Dataset Open Access
Blangiardi, Francesco;
Ratliff, Hunter;
Kögler, Toni
Introduction
This dataset corresponds to the simulation data used within AI methods in _"Fast proton transport and neutron production in proton therapy using Fourier neural operators"_ [CITE]. It has been extracted from the corresponding PHITS dataset [1] related to the same work, and is used by the codebase provided in [2] implementing all important AI methods within the paper.
The purpose of this entry is to provide a more easily accessible version of the data in [2] ready to be used for AI applications. The size of the dataset has been greatly reduced, and put into a format allowing the access of the phase space density at each individual depth in the phantom for both protons and neutrons and in the form of discretized histograms.
A concise description of the simulation setup is provided in [2] please refer to the paper for detailed discussion, description, analysis, and further results derived from this dataset.
General information
The phase space density data is divided into discretized histograms as defined in the related paper. This follows the approximation within said paper where only 4 dimensions are kept, related to the depth, radial distance (R), energy (E) and azimuthal divergence (θ) of the particles. The depth dimension is considered as a pseudo-time dimension, meaning that time is not provided within the data. In order to simulate examples of different beams propagatng through different materials, a total of 47 phantoms have been simulated, each with a unique starting energy. Phantoms have been divided into slabs along the depth dimension which are assumed to be of homogeneous material along the dimensions perpendicular to the beam axis, but are composed of different materials among them. The proton density is provided as the Monte Carlo simulated protons appropriately binned into the defined discretizations whenever one of the surfaces of each slab is crossed. When it comes to the neutron phase space density, this is instead provided as the angle, energy and radius distributions of secondary neutrons produced within each slab. Both densities are to be considered as integrated with respect to time. For each slab, also the energy deposited by the proton is provided, coming as an energy deposition probability distribution along E and R. Moreover, each of the 47 phantoms has been irradiated according to three different sets of treatment head paramenter, leading to the creation of three dataset: ES8, ES9 and NES8. For the sake of reproducibility, weights for each of the models discussed in [2] are also provided.
Parametrization
The densities are observed through discretizations as identified in the paper. Within this work, the resolution along the beam depth is fixed to 0.5mm, the energy resolution is set to 1 and 2 MeV for the proton and neutron fluences respectively, while the radial distance and angle is handled differently among the two particles. For protons these are discretized in logarithmically spaced bins, with the first bin also comprising 0, and ranging up to 95.9 mm and 58.76 ° respectively. Instead, for neutrons both dimensions are uniformly discretized, ranging from 0 up to 60 mm and 180 ° respectively. The R, E and θ dimensions are divided into 30x250x30 bins within the proton data, and into 30x125x30 in the case of the neutrons, which are provided at each discretized depth. Data about energy deposition follows the same radial binning as in the case of the proton density, but the energy binning is instead logarithmic ranging from 1.0e-3 up to 97.7 MeV.

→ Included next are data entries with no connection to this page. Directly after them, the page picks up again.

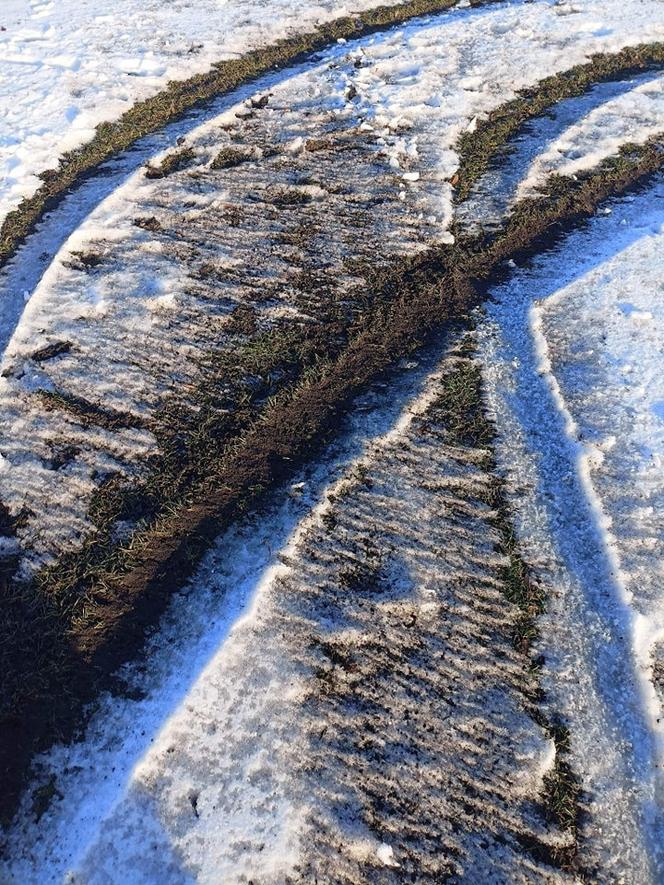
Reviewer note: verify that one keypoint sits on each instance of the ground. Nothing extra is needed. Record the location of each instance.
(332, 442)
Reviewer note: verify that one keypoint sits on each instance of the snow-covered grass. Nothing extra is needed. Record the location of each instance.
(394, 89)
(273, 761)
(236, 755)
(572, 357)
(67, 66)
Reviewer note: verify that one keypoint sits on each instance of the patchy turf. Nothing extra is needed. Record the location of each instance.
(90, 611)
(461, 401)
(171, 103)
(477, 149)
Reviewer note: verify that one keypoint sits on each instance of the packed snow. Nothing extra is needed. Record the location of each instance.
(572, 351)
(208, 766)
(630, 118)
(244, 773)
(408, 93)
(66, 66)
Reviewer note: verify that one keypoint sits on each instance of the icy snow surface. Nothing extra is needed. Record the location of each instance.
(263, 746)
(573, 350)
(67, 65)
(408, 93)
(630, 118)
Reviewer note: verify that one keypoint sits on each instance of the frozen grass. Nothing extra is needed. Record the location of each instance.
(90, 612)
(477, 148)
(179, 97)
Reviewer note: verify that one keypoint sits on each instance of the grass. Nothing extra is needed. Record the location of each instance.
(177, 98)
(467, 425)
(173, 162)
(478, 148)
(229, 157)
(64, 635)
(86, 413)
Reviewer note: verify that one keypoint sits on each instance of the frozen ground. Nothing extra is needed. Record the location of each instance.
(354, 716)
(388, 109)
(337, 689)
(67, 65)
(573, 362)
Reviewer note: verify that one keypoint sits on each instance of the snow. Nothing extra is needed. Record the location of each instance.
(630, 118)
(582, 448)
(415, 90)
(66, 66)
(202, 767)
(219, 771)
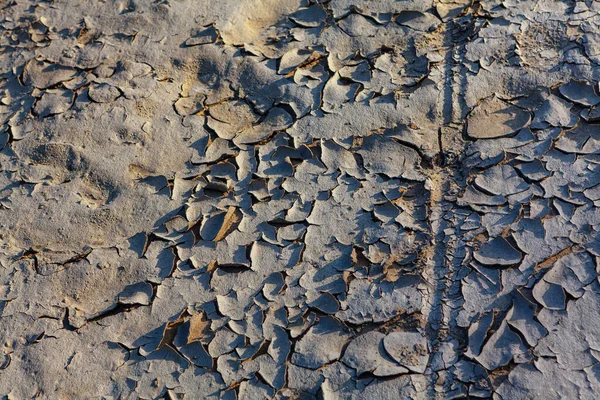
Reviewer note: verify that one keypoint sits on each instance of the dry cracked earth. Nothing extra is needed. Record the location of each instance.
(299, 199)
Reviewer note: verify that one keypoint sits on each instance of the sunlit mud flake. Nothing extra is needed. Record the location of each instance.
(323, 302)
(229, 118)
(139, 293)
(290, 60)
(409, 349)
(322, 343)
(382, 155)
(501, 348)
(367, 302)
(366, 353)
(581, 93)
(338, 92)
(494, 118)
(310, 17)
(418, 21)
(304, 380)
(202, 36)
(53, 101)
(224, 342)
(502, 179)
(220, 224)
(449, 9)
(336, 157)
(42, 75)
(103, 93)
(583, 139)
(498, 252)
(276, 120)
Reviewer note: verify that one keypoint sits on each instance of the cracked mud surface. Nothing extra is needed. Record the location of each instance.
(300, 199)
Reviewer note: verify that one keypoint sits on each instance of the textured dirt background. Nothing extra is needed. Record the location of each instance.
(298, 199)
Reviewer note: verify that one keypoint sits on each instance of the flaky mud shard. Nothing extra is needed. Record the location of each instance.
(299, 199)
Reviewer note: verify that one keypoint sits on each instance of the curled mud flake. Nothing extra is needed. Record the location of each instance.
(495, 118)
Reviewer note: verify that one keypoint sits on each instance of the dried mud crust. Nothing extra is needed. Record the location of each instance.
(296, 199)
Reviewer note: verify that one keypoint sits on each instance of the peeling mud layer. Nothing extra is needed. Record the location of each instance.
(299, 199)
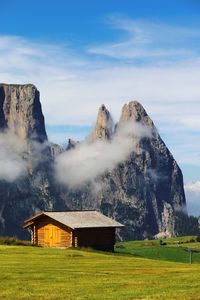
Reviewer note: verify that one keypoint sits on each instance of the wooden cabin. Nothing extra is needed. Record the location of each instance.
(73, 229)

As already mentioned, the ES8, ES9 and NES8 datasets differ in terms of the treatment head parameters. More details about the specifics of each dataset can be found in [1]. As ES8 and ES9 share the same treatment head parameters with the exception of the intensity, the proton density is not provided for the ES9 dataset to limit storage size.

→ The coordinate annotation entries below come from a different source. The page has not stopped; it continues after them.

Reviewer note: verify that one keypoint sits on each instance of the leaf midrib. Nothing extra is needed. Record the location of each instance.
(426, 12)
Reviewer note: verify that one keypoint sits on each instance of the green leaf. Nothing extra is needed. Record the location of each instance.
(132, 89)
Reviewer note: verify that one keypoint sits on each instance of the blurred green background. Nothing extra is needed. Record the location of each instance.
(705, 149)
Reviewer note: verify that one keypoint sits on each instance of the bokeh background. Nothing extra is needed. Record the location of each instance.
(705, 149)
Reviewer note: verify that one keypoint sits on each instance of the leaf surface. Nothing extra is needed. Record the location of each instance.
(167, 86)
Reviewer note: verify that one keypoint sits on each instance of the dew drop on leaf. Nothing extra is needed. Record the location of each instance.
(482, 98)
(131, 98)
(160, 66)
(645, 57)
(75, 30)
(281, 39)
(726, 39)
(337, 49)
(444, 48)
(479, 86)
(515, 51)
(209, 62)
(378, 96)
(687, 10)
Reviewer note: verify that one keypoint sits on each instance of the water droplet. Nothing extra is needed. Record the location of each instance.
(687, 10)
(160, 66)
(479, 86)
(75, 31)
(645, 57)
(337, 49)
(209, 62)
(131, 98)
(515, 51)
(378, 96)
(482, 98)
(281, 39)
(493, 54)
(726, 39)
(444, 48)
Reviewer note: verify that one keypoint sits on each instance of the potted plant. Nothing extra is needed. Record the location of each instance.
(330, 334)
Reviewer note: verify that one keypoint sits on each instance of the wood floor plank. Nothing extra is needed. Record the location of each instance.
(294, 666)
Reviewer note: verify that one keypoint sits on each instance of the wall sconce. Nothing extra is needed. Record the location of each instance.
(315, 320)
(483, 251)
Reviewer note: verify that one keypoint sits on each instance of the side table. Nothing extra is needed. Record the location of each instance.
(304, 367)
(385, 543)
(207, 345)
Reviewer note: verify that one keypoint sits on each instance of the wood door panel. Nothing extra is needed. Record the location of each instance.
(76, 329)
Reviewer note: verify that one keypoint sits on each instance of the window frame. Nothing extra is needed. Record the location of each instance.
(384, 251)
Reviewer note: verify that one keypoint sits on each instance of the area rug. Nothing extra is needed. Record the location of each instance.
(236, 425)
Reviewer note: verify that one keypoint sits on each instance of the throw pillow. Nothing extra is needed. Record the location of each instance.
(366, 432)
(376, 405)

Model weights for each surrogate trained on each of the provided datasets (called MES8, MES9 and MNES8) are also provided, abiding to the surrogate structure defined in [2]. In particular, each surrogate is composed of a proton and neutron model for both density and intensity prediction. Models can be used as detailed in the GitHub repository [3] related to [2].
File description
Both the aforementioned density discretizations are named internally as "phits_logfull" and "hn_phits" for the proton and neutrons respectively, with the energy deposition one following the same convention as the protons. All files contained within this datasets are therefore named according to the discretizations as either "phits_logfull_cube_protons_\<depth in millimeters\>_data.nc", "phits_logfull_cube_dose_\<depth in millimeters\>_data.nc" or "hn_phits_cube_neutrons_\<depth in millimeters\>_data.nc". Each nc file contains an `xarray` variables, containing the MC-approximated histogram, details of the discretization, as well as important parameters such as the CT number of the considered slab, its density and the material's ID within the PHITS environment.

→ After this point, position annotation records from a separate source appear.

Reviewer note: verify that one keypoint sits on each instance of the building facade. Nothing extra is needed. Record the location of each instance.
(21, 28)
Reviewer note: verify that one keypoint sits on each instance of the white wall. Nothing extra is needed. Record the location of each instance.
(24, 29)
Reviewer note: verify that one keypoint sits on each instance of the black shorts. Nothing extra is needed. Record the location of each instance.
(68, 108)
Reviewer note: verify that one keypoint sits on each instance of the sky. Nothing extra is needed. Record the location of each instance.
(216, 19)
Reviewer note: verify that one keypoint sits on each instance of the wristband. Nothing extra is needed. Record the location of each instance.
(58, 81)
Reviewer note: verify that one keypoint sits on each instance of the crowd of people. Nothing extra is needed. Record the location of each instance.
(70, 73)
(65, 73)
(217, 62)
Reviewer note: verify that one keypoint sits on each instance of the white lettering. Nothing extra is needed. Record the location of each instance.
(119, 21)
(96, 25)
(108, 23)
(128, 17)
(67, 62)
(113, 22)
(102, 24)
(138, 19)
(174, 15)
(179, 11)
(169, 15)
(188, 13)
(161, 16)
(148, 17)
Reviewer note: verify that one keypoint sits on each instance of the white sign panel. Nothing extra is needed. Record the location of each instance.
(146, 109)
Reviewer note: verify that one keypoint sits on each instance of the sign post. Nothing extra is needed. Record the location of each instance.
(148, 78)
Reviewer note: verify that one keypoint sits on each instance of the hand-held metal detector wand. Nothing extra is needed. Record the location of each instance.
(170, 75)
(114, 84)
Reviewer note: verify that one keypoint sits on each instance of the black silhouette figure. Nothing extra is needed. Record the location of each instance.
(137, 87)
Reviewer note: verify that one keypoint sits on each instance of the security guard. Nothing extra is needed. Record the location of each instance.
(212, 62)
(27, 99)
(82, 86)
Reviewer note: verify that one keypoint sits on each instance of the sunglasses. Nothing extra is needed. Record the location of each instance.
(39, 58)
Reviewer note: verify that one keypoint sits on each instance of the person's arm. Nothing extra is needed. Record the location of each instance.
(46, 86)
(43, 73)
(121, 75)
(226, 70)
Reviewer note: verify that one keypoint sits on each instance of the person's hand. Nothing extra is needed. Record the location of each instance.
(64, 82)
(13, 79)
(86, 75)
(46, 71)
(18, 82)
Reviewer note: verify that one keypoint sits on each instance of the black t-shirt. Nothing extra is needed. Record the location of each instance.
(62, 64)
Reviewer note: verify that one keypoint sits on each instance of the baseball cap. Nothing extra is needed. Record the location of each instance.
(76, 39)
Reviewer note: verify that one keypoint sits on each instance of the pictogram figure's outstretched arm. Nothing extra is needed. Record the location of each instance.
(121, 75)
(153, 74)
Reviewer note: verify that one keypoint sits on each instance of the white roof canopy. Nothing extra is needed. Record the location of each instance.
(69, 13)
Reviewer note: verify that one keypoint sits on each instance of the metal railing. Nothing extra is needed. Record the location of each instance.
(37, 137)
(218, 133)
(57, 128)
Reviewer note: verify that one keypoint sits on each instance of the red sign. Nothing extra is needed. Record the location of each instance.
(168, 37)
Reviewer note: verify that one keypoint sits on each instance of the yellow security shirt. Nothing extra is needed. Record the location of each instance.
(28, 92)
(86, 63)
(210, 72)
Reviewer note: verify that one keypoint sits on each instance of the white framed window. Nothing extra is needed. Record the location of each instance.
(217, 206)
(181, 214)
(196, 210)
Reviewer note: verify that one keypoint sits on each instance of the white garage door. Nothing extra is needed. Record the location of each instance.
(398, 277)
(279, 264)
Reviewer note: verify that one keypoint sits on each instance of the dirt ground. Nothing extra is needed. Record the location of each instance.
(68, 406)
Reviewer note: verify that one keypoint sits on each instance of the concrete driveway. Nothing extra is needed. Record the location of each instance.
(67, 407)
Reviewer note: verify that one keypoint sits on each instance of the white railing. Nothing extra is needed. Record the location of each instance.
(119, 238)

Surrogates are provided in separate .zip files. Each surrogate contains 4 subfolders related to each surrogate component. The PDF components come in the form of pytorch checkpoints encapsulating Fourier Neural Operator models defined through package `neuraloperator` [4] [5] with version 0.3.0. Intensity components are instead .pickle files containing XGBoostRegressor objects defined through package `XGBoost` [6]. Each component also comes with a pickled dictionary containing important metadata related to model hyperparameters.
Folder Structure
The provided data consists of three different .zip files, each related to the ES8, ES9 and the NES8 datasets. Each .zip file comes already divided within the train, validation and test split on the basis of the starting energy. Within each split folder, simulations are represented through folders named in the format "\<Starting Energy\>MeV_05mm_800layers, and each contain the related proton and neutron fluences in files with the previously specified naming convention.
It should be noted that, although the total size of the proposed dataset is of around 7GB, uncompressing the files requires a total size of 180.2 GB.
References
[1] H. N. Ratliff, F. Blangiardi, PHITS simulations of neutron and gamma-ray production from and transport of 70–250 MeV protons in hetero-geneous 1D tissue phantoms, Rodare, (in preparation for submission)(2025).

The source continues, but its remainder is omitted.